Doctor of Philosophy

Major

Communication and Information

Major Professor

Candace White

Committee Members

Eric Haley, Ronald E. Taylor, David W. Schumann

Abstract

Businesses are increasingly held accountable both to their owners and to the larger society in which they operate. Accordingly, many companies are extending their resources to meet community needs through philanthropic partnerships with nonprofit organizations. Such ventures, however, have drawn close scrutiny of motives and benefits. For example, some consumers register skepticism when evaluating the sincerity of corporate intent in cause-related marketing arrangements. Attribution theory suggests that altruistic reasons for corporate good deeds may be discounted in the context of apparent self-interest. Likewise, a debate between shareholder and stakeholder theorists introduces questions about possibly conflicting obligations facing corporate managers. Some contend that good business and stakeholder accommodation do not mix. The emergence of strategic philanthropy potentially serves both interests, but little empirical study has been devoted to understanding the dynamics of such partnerships. Of particular interest is the perspective of nonprofit organizations who receive strategically motivated corporate gifts.

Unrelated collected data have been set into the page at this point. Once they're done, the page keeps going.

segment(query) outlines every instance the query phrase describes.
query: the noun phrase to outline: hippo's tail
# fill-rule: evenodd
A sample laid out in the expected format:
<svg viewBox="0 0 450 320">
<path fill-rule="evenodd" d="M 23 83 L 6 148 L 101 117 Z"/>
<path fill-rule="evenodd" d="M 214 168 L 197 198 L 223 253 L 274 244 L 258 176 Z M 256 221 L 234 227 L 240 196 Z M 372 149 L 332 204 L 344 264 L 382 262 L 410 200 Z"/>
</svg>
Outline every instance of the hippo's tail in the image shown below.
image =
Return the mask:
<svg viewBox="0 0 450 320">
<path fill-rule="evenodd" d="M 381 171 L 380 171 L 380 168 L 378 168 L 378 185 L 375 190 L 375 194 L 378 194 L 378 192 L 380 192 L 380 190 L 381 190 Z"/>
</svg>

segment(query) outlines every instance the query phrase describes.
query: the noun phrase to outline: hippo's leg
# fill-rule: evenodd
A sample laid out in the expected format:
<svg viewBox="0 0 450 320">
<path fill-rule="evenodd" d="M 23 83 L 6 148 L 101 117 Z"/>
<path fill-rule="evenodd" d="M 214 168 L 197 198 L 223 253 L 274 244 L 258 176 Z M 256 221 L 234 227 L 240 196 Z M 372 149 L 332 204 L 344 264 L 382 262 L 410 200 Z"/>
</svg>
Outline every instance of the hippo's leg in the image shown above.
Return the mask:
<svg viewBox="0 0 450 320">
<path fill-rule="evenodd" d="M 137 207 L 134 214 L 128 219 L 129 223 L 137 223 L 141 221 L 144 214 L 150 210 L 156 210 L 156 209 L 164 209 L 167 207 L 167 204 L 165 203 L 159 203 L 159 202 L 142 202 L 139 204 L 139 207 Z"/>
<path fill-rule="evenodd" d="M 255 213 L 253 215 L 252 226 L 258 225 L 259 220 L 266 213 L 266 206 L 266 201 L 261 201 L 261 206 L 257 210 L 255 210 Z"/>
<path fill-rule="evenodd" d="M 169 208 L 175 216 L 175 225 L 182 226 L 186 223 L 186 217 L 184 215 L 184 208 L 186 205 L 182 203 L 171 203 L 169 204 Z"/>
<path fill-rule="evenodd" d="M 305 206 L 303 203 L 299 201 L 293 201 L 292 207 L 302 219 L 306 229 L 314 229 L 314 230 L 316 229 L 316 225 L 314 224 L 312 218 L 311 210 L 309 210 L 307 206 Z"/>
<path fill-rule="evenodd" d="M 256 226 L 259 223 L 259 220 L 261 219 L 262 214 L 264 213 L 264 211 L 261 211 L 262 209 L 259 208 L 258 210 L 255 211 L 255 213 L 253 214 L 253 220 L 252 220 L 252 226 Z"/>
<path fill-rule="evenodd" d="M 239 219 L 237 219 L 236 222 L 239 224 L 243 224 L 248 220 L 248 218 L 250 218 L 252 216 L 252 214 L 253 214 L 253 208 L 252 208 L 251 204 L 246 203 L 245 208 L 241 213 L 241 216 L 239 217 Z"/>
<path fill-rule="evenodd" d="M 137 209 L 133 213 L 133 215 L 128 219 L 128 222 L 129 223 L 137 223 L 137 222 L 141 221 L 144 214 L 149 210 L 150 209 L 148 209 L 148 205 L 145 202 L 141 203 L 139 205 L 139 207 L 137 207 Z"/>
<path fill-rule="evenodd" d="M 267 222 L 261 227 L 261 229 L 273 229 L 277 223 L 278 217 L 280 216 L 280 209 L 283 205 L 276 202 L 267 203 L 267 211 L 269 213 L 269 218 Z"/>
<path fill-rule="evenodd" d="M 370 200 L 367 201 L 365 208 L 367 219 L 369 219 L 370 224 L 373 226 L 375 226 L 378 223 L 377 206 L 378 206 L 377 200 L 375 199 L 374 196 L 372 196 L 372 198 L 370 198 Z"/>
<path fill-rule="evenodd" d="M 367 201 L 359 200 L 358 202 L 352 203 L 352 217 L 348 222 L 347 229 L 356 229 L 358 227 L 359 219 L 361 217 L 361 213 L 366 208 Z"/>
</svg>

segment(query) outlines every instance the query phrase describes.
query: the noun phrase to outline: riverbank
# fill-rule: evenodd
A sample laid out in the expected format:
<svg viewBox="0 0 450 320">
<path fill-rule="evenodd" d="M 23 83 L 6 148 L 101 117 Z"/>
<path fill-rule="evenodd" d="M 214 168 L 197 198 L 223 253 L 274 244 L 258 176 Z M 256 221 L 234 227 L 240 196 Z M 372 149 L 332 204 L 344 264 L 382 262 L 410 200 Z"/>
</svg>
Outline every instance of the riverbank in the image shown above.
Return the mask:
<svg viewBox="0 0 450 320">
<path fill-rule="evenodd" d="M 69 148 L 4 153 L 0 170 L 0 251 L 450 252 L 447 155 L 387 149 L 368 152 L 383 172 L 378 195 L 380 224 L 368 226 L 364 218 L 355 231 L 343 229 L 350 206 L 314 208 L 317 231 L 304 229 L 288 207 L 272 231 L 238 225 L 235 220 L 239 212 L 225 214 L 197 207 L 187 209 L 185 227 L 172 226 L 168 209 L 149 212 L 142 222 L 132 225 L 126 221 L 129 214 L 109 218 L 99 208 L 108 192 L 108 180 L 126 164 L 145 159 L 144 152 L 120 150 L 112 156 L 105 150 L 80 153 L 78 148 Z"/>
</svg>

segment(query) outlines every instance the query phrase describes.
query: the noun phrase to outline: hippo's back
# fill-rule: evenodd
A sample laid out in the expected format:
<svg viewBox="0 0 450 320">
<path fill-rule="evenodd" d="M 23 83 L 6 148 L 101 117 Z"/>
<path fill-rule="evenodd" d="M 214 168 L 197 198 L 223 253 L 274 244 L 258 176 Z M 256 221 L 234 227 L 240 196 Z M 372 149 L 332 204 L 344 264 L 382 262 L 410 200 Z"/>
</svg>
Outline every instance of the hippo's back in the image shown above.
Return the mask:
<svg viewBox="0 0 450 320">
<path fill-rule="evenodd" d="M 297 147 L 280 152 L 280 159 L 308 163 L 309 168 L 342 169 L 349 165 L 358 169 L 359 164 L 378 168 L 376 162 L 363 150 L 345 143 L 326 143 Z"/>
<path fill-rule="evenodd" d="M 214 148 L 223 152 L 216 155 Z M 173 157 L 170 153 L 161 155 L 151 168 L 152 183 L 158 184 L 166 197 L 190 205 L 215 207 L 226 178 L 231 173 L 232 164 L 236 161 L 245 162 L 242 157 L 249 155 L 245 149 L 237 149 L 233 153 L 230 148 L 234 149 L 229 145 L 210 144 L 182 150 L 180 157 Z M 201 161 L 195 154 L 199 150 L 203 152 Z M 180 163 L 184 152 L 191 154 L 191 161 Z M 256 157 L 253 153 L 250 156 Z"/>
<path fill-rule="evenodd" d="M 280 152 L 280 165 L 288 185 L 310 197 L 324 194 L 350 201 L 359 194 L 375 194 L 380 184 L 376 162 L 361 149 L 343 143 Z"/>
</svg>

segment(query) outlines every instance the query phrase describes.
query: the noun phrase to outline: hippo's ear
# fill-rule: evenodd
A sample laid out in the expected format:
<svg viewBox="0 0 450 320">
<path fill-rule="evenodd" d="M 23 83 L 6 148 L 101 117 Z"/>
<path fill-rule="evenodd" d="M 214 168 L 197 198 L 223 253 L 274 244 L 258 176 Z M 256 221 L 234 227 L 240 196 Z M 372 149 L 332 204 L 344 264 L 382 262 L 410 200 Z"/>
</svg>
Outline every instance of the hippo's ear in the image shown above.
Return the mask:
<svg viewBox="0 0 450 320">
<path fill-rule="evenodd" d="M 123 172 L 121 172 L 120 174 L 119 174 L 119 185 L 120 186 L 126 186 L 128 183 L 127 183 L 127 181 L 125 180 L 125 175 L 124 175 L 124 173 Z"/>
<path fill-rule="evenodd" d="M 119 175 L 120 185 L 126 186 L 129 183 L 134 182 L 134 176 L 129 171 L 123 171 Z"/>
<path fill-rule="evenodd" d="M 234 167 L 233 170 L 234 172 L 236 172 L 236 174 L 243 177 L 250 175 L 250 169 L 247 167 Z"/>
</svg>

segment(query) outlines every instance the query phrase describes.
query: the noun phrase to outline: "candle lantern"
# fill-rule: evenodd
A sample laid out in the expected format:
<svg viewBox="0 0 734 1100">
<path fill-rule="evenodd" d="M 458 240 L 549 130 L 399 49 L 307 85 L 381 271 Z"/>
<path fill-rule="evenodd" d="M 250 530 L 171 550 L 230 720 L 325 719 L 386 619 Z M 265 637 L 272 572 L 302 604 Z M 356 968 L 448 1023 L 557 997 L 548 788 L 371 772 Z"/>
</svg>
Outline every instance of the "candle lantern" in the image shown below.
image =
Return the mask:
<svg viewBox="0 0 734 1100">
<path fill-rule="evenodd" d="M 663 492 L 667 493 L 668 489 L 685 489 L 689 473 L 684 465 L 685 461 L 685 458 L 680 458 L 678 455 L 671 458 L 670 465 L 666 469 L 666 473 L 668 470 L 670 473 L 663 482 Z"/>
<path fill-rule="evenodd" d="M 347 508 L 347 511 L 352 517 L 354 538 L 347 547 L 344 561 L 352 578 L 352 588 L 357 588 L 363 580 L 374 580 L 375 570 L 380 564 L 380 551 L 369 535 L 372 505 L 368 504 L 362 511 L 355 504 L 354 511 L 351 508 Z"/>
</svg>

This study used a grounded theory approach to tap the perceptions of nonprofit managers regarding these issues. Through in-depth interviews, the researcher learned that nonprofits commonly see in their partners a pattern of multiple corporate motives, with varying blends of altruism and self-interest. The largest donations were generally reported from companies expecting marketing benefits in return for their philanthropic investment. However, participants stressed that those expectations most often were unstated by the company. They described a negotiating environment in which nonprofits thoughtfully analyze potential corporate donors’ needs and then pitch mutual-benefit packages to engage them in partnership. In the most strategically driven alliances, relationships were characterized as interdependent, and benefits were viewed as approximately equal. Nonprofit managers reported that they work hard under the strategic model to obtain corporate gifts, but they also experience deeper, more satisfying relationships with their partners than in the past. Communal qualities were often described. In some partnerships, corporate motives were seen as evolving from a primarily marketing interest to an increasingly altruistic interest in the nonprofit mission.

Theoretical implications and a proposed model are presented to guide further study. Observations and recommendations for corporate managers are also offered.